Still 009. Still the preservation era HWLR. Back to something that can be mounted on Ivar shelving, although now upgraded to the deeper 50cm version which has proved to be a better fit for the storage crates for Narrow Planet (not a consideration in 2006!). In it’s current configuration the shelving gives me up to a 2.9m / 9’6″ run at around 1.2m height, split into three sections between the uprights. Although more on that in a moment.


Phase 1 is going to be the main terminus of the preserved railway, stretching over 83cm and 42cm shelf modules. Although the shelves are robust I’m anticipating building on a separate baseboard that sits on top of them – on the older type of Ivar the shelves simply lifted off the uprights, but have recently been redesigned to now clip on more securely and the force needed to dismantle them would risk damage to a integrally constructed layout.

The trackplan here is essentially the same layout as the 2013 plan, although the smaller space means the entrance over the road bridge has been lost and sidings have been added to give loco facilities suitable for an established terminus. Points on the loop are Peco 18″ radius, with 12″ in the yard. As we’re in the modern era there could potentially be a museum element to this although I also like the idea of showing something under construction.

I had thought there would be room for a town scene here too but on reflection I’m going to keep it fairly open and focussed on the railway – perhaps as if the site is slightly removed from the town the line originally served.


Moving to the left there are two further 83cm sections. The first (i.e. middle) has taller uprights and further shelving above so seems to fit as a fiddle yard, initially serving only Phase 1. It could eventually run through to a second terminus on the left-most shelf section, representing the ‘other’ end of the railway. I’ve drawn in a train turntable which would be useful for storage and for potentially running each end of the layout as separate operation.

This is because initially I thought about having Phase 2 as a pre-preservation scene, so it was planned with a shorter loop and tighter 12″ points. At this end the focus would be on the town, with places like Hawkhurst and Burwash in mind.

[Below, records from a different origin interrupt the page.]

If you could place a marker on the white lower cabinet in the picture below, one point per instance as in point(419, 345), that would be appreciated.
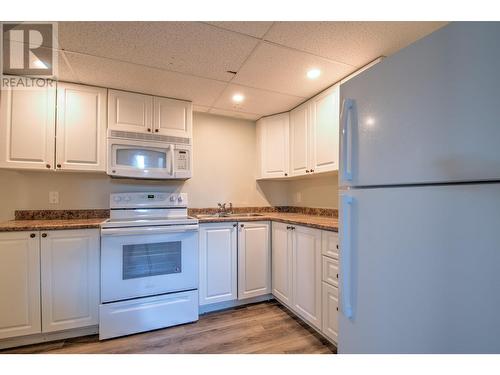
point(19, 284)
point(282, 262)
point(306, 271)
point(61, 267)
point(70, 279)
point(330, 311)
point(218, 262)
point(254, 259)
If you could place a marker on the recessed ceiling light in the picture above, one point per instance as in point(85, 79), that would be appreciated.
point(238, 98)
point(313, 73)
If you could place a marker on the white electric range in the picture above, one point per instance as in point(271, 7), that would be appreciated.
point(149, 264)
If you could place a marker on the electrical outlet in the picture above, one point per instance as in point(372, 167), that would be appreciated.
point(53, 197)
point(298, 197)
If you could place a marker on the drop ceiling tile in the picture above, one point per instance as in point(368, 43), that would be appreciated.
point(119, 75)
point(187, 47)
point(253, 28)
point(256, 100)
point(243, 115)
point(285, 70)
point(355, 43)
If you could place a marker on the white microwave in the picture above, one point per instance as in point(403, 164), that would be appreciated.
point(148, 156)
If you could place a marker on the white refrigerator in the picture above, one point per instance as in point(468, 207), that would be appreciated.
point(420, 198)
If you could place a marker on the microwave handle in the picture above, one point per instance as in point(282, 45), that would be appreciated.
point(172, 157)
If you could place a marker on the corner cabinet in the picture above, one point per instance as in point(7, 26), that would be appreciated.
point(49, 281)
point(218, 262)
point(19, 284)
point(309, 145)
point(254, 259)
point(27, 126)
point(69, 279)
point(81, 128)
point(128, 111)
point(273, 146)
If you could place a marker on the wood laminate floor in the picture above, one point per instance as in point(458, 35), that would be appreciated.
point(261, 328)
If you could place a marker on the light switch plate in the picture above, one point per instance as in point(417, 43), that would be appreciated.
point(53, 197)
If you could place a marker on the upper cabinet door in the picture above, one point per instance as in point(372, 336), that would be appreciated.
point(130, 111)
point(299, 140)
point(274, 146)
point(27, 127)
point(173, 117)
point(70, 279)
point(81, 127)
point(325, 131)
point(19, 284)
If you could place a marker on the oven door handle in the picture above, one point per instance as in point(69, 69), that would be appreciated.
point(148, 230)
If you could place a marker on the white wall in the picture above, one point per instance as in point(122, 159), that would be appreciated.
point(224, 171)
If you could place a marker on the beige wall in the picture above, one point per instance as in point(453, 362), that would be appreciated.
point(318, 191)
point(224, 171)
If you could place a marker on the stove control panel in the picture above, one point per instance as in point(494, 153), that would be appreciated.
point(148, 199)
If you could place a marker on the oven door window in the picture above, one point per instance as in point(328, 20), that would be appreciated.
point(141, 158)
point(152, 259)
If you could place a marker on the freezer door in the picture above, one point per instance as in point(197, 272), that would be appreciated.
point(429, 113)
point(420, 270)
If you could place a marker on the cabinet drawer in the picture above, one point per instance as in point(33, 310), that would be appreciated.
point(330, 271)
point(330, 244)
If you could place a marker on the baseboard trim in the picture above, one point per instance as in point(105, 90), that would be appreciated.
point(47, 337)
point(204, 309)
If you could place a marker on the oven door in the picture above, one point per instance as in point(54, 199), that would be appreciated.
point(138, 159)
point(146, 261)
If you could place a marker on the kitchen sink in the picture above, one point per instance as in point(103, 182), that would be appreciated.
point(209, 216)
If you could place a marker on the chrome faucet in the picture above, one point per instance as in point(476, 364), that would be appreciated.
point(222, 210)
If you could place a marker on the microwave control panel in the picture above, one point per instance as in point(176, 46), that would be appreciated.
point(182, 160)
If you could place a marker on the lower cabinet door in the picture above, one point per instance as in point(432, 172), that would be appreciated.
point(19, 284)
point(282, 262)
point(218, 262)
point(330, 311)
point(70, 279)
point(254, 259)
point(306, 271)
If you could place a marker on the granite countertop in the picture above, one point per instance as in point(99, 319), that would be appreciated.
point(313, 221)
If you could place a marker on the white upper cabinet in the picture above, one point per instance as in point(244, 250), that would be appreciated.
point(218, 262)
point(130, 111)
point(81, 127)
point(69, 279)
point(27, 127)
point(19, 284)
point(282, 262)
point(306, 270)
point(325, 131)
point(300, 158)
point(273, 146)
point(254, 259)
point(173, 117)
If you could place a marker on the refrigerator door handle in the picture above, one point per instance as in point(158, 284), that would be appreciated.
point(346, 134)
point(346, 257)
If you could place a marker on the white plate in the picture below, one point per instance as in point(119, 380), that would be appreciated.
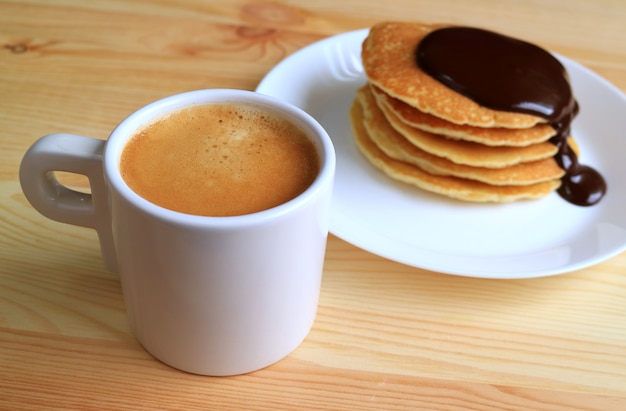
point(411, 226)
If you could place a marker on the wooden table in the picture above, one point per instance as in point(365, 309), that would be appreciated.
point(387, 336)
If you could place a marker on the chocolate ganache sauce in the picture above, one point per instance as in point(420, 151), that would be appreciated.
point(508, 74)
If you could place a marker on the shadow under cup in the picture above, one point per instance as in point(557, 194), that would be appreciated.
point(207, 295)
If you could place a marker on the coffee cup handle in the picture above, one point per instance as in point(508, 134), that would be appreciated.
point(74, 154)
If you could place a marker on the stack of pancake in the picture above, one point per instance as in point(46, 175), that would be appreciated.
point(417, 130)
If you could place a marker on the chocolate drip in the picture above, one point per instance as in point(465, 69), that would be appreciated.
point(507, 74)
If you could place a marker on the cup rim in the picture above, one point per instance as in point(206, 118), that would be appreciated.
point(156, 109)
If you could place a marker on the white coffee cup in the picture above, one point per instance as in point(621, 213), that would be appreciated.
point(207, 295)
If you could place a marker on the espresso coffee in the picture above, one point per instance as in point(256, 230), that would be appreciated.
point(220, 160)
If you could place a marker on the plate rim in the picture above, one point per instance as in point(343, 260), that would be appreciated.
point(569, 267)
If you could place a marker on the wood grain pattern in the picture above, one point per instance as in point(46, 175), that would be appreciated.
point(387, 336)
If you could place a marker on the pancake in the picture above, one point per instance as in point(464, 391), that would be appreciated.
point(495, 136)
point(394, 145)
point(462, 152)
point(388, 55)
point(453, 187)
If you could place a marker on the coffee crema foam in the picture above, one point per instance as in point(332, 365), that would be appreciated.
point(222, 159)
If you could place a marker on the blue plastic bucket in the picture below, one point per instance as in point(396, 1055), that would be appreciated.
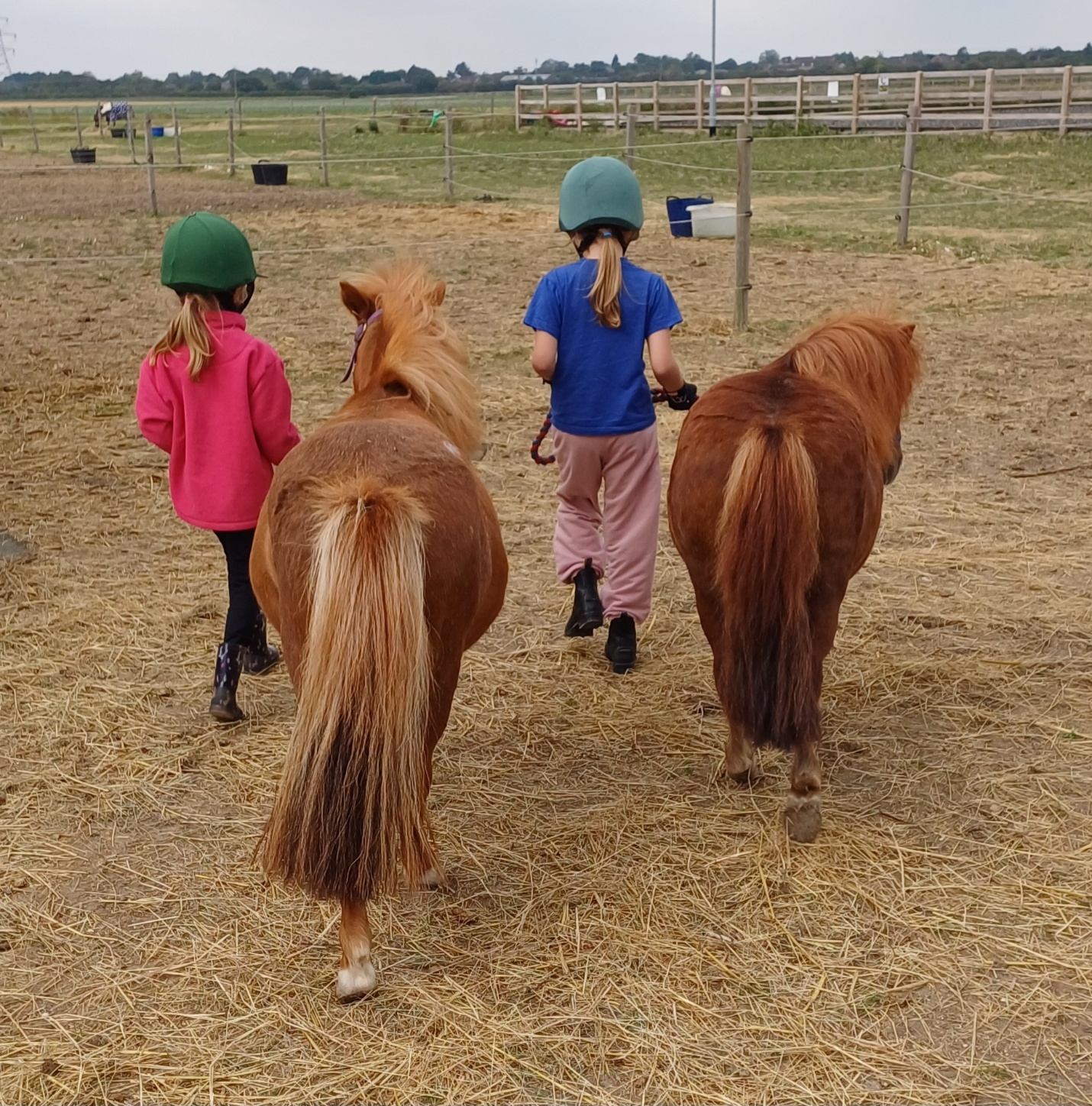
point(679, 217)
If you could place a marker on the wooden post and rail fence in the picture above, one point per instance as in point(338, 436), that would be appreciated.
point(974, 100)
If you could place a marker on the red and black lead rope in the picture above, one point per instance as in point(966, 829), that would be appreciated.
point(659, 396)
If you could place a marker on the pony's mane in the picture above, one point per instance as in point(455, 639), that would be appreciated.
point(876, 357)
point(422, 352)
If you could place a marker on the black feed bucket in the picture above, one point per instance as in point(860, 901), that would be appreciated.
point(270, 173)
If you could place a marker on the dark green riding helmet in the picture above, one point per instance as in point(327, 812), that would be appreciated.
point(205, 254)
point(600, 192)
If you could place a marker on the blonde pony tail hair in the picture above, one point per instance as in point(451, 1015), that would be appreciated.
point(188, 328)
point(607, 289)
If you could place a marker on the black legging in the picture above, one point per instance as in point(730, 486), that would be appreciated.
point(242, 606)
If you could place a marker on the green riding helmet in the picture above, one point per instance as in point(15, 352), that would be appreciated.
point(600, 192)
point(205, 254)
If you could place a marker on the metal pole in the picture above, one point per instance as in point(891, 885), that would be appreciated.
point(713, 78)
point(449, 157)
point(152, 165)
point(744, 148)
point(321, 146)
point(908, 174)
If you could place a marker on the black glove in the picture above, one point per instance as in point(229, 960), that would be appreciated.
point(684, 399)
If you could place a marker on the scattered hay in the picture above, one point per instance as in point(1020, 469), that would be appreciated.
point(625, 927)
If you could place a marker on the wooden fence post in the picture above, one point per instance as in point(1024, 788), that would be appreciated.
point(908, 174)
point(744, 146)
point(988, 102)
point(449, 156)
point(324, 164)
point(152, 165)
point(178, 135)
point(1067, 100)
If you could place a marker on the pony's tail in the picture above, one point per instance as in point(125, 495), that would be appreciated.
point(351, 811)
point(768, 540)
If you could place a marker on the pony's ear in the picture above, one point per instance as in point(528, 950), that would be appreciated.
point(356, 301)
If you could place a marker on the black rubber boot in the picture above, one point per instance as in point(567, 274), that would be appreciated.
point(622, 644)
point(224, 707)
point(587, 609)
point(259, 656)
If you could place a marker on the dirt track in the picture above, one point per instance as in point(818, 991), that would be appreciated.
point(625, 927)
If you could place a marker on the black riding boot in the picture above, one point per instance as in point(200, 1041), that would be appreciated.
point(224, 707)
point(622, 644)
point(259, 656)
point(587, 609)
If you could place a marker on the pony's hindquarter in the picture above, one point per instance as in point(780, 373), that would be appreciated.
point(351, 814)
point(768, 545)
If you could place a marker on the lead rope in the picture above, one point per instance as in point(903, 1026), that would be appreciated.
point(659, 396)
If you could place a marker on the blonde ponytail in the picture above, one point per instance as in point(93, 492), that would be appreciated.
point(188, 328)
point(607, 289)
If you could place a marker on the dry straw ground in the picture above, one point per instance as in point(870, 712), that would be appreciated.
point(625, 927)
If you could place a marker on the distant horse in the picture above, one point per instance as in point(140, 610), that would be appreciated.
point(774, 503)
point(378, 555)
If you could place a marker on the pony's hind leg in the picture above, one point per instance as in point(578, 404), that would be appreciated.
point(803, 810)
point(740, 755)
point(357, 975)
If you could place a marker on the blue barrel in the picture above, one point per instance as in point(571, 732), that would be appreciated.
point(679, 217)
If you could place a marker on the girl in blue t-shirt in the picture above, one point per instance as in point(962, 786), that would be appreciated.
point(592, 321)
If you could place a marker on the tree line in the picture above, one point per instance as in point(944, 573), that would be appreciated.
point(418, 81)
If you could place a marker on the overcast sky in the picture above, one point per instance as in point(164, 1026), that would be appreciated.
point(114, 37)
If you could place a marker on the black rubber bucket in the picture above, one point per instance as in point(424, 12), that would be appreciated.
point(270, 173)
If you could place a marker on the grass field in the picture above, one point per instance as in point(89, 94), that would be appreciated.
point(625, 926)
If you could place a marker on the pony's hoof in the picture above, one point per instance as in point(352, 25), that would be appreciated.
point(357, 981)
point(435, 879)
point(745, 777)
point(803, 817)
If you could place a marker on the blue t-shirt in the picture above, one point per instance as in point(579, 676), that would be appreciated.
point(599, 385)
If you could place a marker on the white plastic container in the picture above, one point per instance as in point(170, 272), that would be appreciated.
point(713, 220)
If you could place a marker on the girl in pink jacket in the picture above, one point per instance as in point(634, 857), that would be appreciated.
point(217, 400)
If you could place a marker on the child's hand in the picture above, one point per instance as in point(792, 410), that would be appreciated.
point(684, 399)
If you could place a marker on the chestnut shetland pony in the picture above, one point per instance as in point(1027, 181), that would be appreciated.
point(378, 557)
point(774, 503)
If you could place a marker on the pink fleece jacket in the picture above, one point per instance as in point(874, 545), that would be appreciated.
point(225, 430)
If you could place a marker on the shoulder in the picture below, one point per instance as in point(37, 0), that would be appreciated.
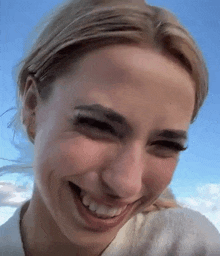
point(10, 239)
point(175, 231)
point(181, 231)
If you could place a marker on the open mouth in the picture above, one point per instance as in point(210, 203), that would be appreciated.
point(94, 221)
point(96, 210)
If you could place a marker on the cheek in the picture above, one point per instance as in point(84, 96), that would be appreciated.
point(77, 156)
point(159, 174)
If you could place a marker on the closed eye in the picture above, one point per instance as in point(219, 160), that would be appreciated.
point(94, 125)
point(170, 145)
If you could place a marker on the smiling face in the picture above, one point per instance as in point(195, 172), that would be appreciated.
point(109, 136)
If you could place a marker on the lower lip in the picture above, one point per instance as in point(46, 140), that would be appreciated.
point(95, 223)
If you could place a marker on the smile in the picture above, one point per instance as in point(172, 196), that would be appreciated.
point(99, 217)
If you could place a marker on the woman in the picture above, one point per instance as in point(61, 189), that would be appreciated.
point(108, 93)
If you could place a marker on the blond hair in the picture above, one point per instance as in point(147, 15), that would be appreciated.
point(82, 26)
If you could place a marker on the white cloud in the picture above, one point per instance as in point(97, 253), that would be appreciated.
point(12, 195)
point(206, 201)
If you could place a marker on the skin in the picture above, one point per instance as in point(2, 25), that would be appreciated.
point(153, 93)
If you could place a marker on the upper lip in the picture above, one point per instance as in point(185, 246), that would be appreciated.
point(107, 201)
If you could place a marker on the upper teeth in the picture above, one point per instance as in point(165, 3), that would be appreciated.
point(100, 209)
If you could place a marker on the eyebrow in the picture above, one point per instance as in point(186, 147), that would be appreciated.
point(113, 116)
point(172, 134)
point(106, 112)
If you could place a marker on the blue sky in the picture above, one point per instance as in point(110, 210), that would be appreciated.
point(196, 182)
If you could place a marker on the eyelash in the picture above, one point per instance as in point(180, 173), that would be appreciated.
point(95, 124)
point(170, 145)
point(107, 128)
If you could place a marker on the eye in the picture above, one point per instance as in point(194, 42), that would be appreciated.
point(94, 125)
point(164, 146)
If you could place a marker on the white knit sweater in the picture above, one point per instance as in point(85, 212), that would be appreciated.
point(170, 232)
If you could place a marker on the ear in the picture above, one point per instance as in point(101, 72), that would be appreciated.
point(30, 102)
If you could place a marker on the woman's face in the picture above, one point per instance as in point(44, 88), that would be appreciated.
point(108, 139)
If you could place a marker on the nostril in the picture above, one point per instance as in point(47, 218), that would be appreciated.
point(75, 188)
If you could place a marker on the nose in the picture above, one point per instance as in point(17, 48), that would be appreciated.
point(123, 178)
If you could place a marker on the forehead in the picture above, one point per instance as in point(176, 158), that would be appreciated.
point(131, 78)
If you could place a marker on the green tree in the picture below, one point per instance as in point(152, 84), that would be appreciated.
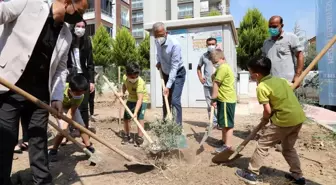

(All of the plans above can be viewed at a larger size by clicking through to their Flickr pages.)

However I found I wasn’t happy with the more cramped nature of the shorter length and, given there is room in the garage for a further 42cm module to balance the two halves, decided to draw up a potential longer version taking the overall length to 3.3m / 10′ 10″.

In this configuration I would set both ends in the modern day, with a transfer ramp sneaking in to show how visiting stock arrives at the railway, but the town behind could be fairly timeless and serve as a backdrop for vintage services as well. Operation can now more easily be ‘somewhere to somewhere’ which really appeals to me in a model railway.

Whether I actually get as far as the full train turntable or just opt for a simpler fiddle yard remains to be seen, but there are plenty of other things to do first including this pair of ex-Meridian Models Bagnall open wagons which were assembled today in a few spare ten minute breaks during the day job.

Meridian Models 8-ton Bagnall wagons (aka Bagwags)

* Incidentally the O-16.5 layout Cranbrook is still in good hands and I believe is due to be exhibited at the Narr-O exhibition in Merstham on April 22nd.